Speech recognition has long been the holy grail of computer data input. Or rather, we most wanted to control our computers via voice – watch episodes of Star Trek from the 1960s. The problem has always been that what we want to do with our computers does not necessarily give us voice interaction. That is not to say that it cannot be done. Mac has long had voice control, and the current incarnation macOS 10.15 Catalina is pretty good for those who trust it. The simple fact is, however, that modern computer interfaces are designed to be navigated and manipulated with a pointing device and a keyboard.
More interesting is dictation, where you create text by talking to your device instead of typing on a keyboard. (And yes, I dictated the first draft of this article.) Dictation is a skill, but it is one that many lawyers and executives used to be able to pick up. More recently, we have become accustomed to dictating short text messages using the dictation features of iOS.
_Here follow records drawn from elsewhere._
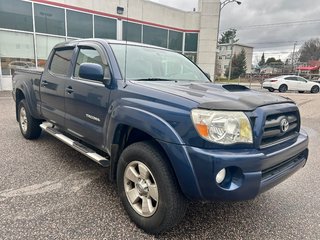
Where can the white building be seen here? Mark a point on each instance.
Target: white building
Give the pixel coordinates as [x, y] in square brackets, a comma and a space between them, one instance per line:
[30, 28]
[226, 51]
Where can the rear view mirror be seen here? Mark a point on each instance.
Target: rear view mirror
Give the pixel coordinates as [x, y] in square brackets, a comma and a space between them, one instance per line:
[91, 71]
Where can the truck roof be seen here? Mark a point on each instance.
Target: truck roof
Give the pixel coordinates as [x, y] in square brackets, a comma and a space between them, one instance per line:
[104, 41]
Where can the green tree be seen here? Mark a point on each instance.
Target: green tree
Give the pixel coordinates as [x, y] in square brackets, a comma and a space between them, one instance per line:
[262, 61]
[239, 65]
[228, 36]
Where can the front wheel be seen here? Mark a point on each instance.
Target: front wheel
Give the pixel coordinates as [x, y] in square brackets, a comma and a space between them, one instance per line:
[148, 189]
[29, 126]
[315, 89]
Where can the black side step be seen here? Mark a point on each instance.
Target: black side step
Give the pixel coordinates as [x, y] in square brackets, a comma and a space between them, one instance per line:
[49, 128]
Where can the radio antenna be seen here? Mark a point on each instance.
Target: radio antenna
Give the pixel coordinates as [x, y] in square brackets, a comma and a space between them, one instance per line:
[126, 48]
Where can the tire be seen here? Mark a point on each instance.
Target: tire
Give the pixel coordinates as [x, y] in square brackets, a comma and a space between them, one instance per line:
[315, 89]
[29, 126]
[143, 167]
[283, 88]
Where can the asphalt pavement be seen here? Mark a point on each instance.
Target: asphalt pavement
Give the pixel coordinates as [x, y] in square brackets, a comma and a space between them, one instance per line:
[50, 191]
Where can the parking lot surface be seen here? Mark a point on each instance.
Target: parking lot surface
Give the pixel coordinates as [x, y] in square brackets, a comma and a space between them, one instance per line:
[50, 191]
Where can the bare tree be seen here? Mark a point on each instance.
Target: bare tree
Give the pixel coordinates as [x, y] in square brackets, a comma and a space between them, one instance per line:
[310, 50]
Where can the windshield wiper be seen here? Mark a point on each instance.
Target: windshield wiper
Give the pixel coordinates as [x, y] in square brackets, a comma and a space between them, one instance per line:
[156, 79]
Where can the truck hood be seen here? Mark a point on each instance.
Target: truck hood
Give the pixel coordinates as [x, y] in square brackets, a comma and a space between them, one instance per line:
[218, 97]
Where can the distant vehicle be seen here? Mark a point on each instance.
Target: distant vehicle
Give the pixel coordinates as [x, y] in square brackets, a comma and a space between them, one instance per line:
[291, 83]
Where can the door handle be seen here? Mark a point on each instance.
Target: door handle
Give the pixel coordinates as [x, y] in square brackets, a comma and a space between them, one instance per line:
[44, 83]
[69, 90]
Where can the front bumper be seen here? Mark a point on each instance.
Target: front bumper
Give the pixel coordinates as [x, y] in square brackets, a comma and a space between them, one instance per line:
[249, 171]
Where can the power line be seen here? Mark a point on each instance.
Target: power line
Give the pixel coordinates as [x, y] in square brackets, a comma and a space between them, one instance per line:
[262, 43]
[272, 25]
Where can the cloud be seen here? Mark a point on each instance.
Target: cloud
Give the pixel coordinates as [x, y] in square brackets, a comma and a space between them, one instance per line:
[277, 40]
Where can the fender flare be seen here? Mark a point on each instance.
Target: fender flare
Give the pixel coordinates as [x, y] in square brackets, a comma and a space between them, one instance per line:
[165, 135]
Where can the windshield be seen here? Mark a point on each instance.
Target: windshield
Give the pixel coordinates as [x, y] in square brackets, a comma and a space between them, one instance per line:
[152, 64]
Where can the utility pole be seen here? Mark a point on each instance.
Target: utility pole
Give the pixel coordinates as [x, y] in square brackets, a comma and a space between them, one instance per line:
[230, 62]
[293, 52]
[222, 5]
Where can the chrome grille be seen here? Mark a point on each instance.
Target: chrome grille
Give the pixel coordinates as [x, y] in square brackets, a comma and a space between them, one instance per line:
[274, 130]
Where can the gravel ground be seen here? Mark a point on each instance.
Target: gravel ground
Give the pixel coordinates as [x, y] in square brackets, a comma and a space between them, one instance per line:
[49, 191]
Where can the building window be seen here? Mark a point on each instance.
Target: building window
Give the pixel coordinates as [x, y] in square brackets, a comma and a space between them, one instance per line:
[60, 63]
[16, 14]
[44, 47]
[191, 42]
[175, 40]
[131, 32]
[191, 56]
[105, 27]
[155, 36]
[79, 24]
[49, 20]
[16, 49]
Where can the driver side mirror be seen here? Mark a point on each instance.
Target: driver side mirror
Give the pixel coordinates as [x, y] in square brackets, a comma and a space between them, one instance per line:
[208, 75]
[91, 71]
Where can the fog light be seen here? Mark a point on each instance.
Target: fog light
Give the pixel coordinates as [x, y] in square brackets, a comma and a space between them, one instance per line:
[221, 176]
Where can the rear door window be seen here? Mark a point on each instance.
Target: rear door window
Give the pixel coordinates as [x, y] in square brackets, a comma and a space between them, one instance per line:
[61, 61]
[291, 78]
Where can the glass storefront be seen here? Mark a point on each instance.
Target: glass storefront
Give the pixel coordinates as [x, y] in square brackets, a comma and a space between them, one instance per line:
[79, 24]
[25, 45]
[131, 32]
[16, 14]
[44, 47]
[16, 50]
[105, 27]
[49, 20]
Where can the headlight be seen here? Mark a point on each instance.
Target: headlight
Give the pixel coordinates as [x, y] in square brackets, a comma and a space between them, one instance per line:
[222, 126]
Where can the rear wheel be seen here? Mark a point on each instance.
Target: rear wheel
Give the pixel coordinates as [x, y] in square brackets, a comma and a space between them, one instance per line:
[283, 88]
[29, 126]
[315, 89]
[148, 188]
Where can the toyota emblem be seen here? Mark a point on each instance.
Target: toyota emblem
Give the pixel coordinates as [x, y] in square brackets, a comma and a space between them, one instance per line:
[284, 125]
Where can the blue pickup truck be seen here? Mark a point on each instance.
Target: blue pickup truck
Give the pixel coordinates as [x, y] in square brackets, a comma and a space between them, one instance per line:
[167, 134]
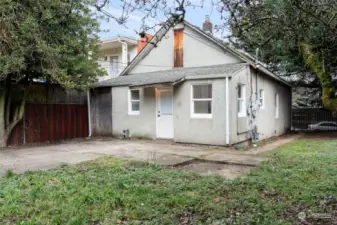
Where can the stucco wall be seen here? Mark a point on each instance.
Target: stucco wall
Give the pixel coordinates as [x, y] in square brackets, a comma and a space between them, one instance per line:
[101, 112]
[273, 127]
[197, 130]
[265, 120]
[198, 51]
[143, 125]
Dictation in iOS is far from perfect, but when the option is to type on a small virtual keyboard, even imperfect voice input is welcome. Most frustrating is that you can not fix errors with your voice while dictating, so you either have to tolerate errors in the text or use clumsy iOS editing techniques. Once you have edited your text, you may as well have typed it from scratch.
macOS has also had dictation features for years, but it has been even less successful and less commonly used than the iOS feature, in part because it requires so much more setup than just pressing a button on a virtual keyboard.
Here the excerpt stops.